Most couples getting divorced in the Everett area are coming out of two-income households. When both spouses work, spousal maintenance (commonly known as alimony) is not likely to come up. As long as each spouse has a substantial income and can support themselves, the family court will not award alimony to either party.
But there are still couples where one spouse is the breadwinner and the other focuses on childcare and housekeeping. Such an arrangement typically means that one spouse depends on the other for money. And after being married for decades, a person who gave up their career can struggle mightily to pay for their own housing, food, utilities and other necessities.
This situation is what alimony is intended to solve. It gives the recipient time to transition to financial independence — or, if that is not possible due to the recipient’s age, education or health, ensure that they will be comfortable the rest of their lives.

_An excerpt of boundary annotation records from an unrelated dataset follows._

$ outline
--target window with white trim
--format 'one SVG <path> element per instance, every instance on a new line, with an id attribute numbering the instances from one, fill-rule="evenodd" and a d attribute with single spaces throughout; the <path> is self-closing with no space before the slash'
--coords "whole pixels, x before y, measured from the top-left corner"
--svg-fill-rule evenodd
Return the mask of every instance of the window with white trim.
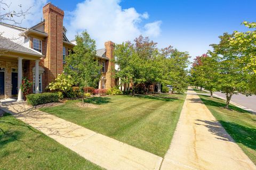
<path id="1" fill-rule="evenodd" d="M 105 80 L 102 80 L 101 82 L 101 89 L 105 89 Z"/>
<path id="2" fill-rule="evenodd" d="M 42 73 L 39 73 L 39 92 L 42 92 Z M 35 73 L 33 73 L 33 92 L 36 92 L 36 76 Z"/>
<path id="3" fill-rule="evenodd" d="M 102 62 L 102 72 L 105 72 L 105 62 Z"/>
<path id="4" fill-rule="evenodd" d="M 66 59 L 66 47 L 63 47 L 63 63 L 65 63 L 65 59 Z"/>
<path id="5" fill-rule="evenodd" d="M 42 40 L 33 38 L 33 48 L 37 52 L 42 53 Z"/>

The six factors in Washington’s spousal maintenance law
Unless the other spouse agrees, getting approved for maintenance is not simple. Washington’s relevant statute provides six guidelines for judges to consider when deciding whether alimony is appropriate. They are:
- The financial resources of the spouse seeking maintenance, including their share of community and separate property, their ability to earn an income, and child support.

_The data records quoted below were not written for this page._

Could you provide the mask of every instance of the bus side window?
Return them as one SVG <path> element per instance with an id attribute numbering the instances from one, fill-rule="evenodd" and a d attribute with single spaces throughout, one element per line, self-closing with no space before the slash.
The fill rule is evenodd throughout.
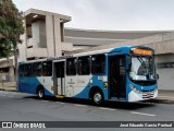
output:
<path id="1" fill-rule="evenodd" d="M 24 76 L 24 74 L 25 74 L 25 72 L 24 72 L 24 64 L 21 64 L 21 66 L 18 67 L 18 75 L 20 75 L 20 76 Z"/>
<path id="2" fill-rule="evenodd" d="M 41 62 L 33 63 L 33 75 L 41 76 Z"/>
<path id="3" fill-rule="evenodd" d="M 52 61 L 44 61 L 42 62 L 42 76 L 51 76 L 52 75 Z"/>
<path id="4" fill-rule="evenodd" d="M 91 73 L 103 74 L 105 69 L 105 55 L 91 56 Z"/>
<path id="5" fill-rule="evenodd" d="M 32 63 L 24 64 L 24 76 L 32 76 Z"/>
<path id="6" fill-rule="evenodd" d="M 77 66 L 77 62 L 76 62 L 76 58 L 69 58 L 66 60 L 66 74 L 67 75 L 76 75 L 76 66 Z"/>
<path id="7" fill-rule="evenodd" d="M 78 75 L 89 75 L 90 74 L 90 57 L 79 57 L 78 58 Z"/>

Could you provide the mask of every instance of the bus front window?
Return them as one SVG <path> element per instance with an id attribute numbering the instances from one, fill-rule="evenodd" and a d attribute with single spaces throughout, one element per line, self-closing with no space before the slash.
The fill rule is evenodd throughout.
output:
<path id="1" fill-rule="evenodd" d="M 129 78 L 135 81 L 156 79 L 153 57 L 132 56 Z"/>

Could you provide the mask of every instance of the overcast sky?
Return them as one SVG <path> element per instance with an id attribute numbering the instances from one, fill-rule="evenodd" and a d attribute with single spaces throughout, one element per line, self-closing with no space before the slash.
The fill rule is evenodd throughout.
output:
<path id="1" fill-rule="evenodd" d="M 174 29 L 174 0 L 13 0 L 29 8 L 72 16 L 65 27 L 113 31 Z"/>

- How long it will take for the spouse to gain the education or experience necessary to start earning an income “appropriate to his or her skills, interests, style of life and other attendant circumstances.”
- The standard of living established during the marriage.
- How long the marriage lasted.
- The would-be recipient’s age, physical and mental health, and financial obligations.
- The ability of the other party to meet their financial obligations while also meeting those of their former spouse through maintenance.
Each party must make a strong case for whether or not alimony is appropriate.